MSI India ? Graphics Card - N560GTX-Ti Hawk





ASUS - Graphics Cards- ASUS ENGTX560 Ti DC2 TOP/2DI/2GD5



MSI India - Computer, Laptop, Notebook, Desktop, Mainboard, Graphics and more



Hawk is 1 gb and other 2 options 2 gb….. which one to go for.



Is it worth spendind extra for 2 gb to make it future. Intend to use the card for 3 odd years.



I feel hawk is better in 1gb segment. Which 1 to buy in 2 gb?



Direct cu 2 top vs twin frozr 2


----------



## Darth Vader (Jul 24, 2012)

Ditch GTX560 TI and go for HD7850 card available for 16 - 18k  

If Strictly Nvidia GPU....then wait for GTX 660/650.


----------



## sukant (Jul 24, 2012)

If strictly Nvidia go for GTX 660 or GTX 560 TI OC editions , GTX 650 performs just minutely better than GTX 550 Ti so no point in going for the same.

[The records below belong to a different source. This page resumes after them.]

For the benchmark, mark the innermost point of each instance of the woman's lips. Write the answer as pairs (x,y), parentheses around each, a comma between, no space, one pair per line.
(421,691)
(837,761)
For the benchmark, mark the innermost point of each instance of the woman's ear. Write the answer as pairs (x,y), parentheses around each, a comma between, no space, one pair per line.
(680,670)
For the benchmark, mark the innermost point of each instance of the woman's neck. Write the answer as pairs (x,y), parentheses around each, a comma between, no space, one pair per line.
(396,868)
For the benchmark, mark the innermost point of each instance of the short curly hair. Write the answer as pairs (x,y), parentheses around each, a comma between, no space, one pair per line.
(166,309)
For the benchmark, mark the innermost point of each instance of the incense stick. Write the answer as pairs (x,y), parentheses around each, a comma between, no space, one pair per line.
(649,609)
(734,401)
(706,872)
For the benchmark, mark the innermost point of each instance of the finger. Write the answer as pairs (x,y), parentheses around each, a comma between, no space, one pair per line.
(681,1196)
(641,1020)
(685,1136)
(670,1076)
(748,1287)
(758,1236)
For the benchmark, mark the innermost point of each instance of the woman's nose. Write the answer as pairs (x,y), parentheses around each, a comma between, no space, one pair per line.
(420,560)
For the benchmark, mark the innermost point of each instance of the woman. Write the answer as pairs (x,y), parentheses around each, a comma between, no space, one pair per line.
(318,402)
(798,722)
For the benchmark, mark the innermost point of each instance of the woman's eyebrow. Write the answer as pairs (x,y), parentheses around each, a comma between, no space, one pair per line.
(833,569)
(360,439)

7850 seems to be the best bet as of now


----------



## Skud (Jul 24, 2012)

No point waiting for 660, it won't be available here before September-October. Get an overclocked 7850, that's your best option.


----------



## saikiasunny (Jul 24, 2012)

You should go for a gtx560ti if you have a budget of less than 14k. But you have 18k, so you can easily get the msi hd 7850 power edition.


----------



## sandeep3010 (Jul 24, 2012)

guys no ATI 
( ONLY NVIDIA)

MSI India ? Graphics Card - N560GTX-Ti Hawk





ASUS - Graphics Cards [...] /#overview



*in.msi.com/product/vga/N560 [...] v=Overview 


PLEASE SUGGEST ONE 

kindly please clarify my following queries

1. is ASUS 2gb oc top gtx 560ti better overall by a huge number as compared to the msi twin froz II 2gb OC

2. is hawk 1gb gtx560ti by msi a real good solution keeping in mind its 1gb and how can this affect my pc in future

3. can I sli a gtx 670 in future wit a gtx560ti or it has to be of the same type ?

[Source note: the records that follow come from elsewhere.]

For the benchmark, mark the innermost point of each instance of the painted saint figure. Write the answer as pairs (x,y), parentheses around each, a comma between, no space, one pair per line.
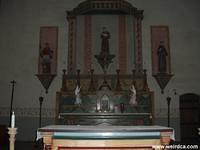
(162,60)
(78,97)
(46,55)
(105,36)
(133,96)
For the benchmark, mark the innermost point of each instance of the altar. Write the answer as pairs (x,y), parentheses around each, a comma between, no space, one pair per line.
(76,137)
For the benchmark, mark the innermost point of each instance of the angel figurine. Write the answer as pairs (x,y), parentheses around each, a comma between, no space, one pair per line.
(132,100)
(78,97)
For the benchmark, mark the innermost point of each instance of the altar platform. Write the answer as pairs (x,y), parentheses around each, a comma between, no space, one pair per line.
(63,137)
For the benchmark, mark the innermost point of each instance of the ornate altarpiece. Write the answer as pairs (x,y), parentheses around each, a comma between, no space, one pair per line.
(106,94)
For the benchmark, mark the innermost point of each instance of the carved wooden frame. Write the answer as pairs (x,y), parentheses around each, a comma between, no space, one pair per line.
(104,6)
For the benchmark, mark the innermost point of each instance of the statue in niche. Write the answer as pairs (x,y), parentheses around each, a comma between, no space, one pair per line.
(105,103)
(46,55)
(132,100)
(78,97)
(104,58)
(162,60)
(105,36)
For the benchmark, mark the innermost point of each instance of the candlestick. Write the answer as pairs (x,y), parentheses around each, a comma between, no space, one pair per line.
(13,120)
(12,133)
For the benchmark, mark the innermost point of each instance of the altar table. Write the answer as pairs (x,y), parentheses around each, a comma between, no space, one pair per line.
(64,137)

KEEPING IN MIND I HAVE A maximus V GENE board from ASUS  ( Micro ATX)

will the asus gtx560 DCII TOP 2gb prevent me to sli in future due to its size ????


----------



## Skud (Jul 24, 2012)

1. No
2. No
3. No, you can only SLI same type
4. No

If you are willing to spend 18k, 7850 is the only option atm and a very good one. A 560Ti will be within 15k, but not a wise purchase. Your call now.


----------



## sandeep3010 (Jul 24, 2012)

if incase I opt to checkout the 7850 by ATI 

What manufacturer and model should I go for 
(Provide exact link) 

(keeping in mind de budget)


----------



## Skud (Jul 24, 2012)

This: MSI R7850 Power Edition 2GD5/OC PCI Express GDDR5 Graphic Card

or this: SAPPHIRE Radeon HD 7850 2GB 256-bit GDDR5 PCI Express 3.0 x16 HDCP Ready CrossFireX Graphic Card


----------



## ico (Jul 24, 2012)

HD 7850 is better than any and every nVidia card around that price range.

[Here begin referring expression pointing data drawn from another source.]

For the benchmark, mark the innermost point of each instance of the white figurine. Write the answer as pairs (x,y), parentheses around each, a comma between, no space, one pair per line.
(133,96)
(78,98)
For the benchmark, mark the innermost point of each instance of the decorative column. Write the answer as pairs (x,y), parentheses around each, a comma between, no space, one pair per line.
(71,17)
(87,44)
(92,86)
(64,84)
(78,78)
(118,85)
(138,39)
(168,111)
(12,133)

and HD 7850 comes with 2 GB VRAM by default.

btw why are you thinking of wasting money on a previous generation card like GTX 560 Ti which is slower and comsumes twice the power?

Either spend 30K and buy GTX 670 or buy HD 7850 in ~16K.


----------



## sandeep3010 (Jul 24, 2012)

what bot de drivers issue (rumor) for ATI compared to nvidia cards


----------



## ico (Jul 24, 2012)

sandeep3010 said:


> what bot de drivers issue (rumor) for ATI compared to nvidia cards


There are none with my HD 6950.


----------



## sandeep3010 (Jul 24, 2012)

and also how would you rate
A
 7850 crossfire
vs
560ti sli
or
a single 670


----------



## ico (Jul 24, 2012)

sandeep3010 said:


> and also how would you rate
> A
> 7850 crossfire
> vs
> ...


GTX 560 Ti is out of question for me in any way - whether single or crossfire. It is waste of money in 2012.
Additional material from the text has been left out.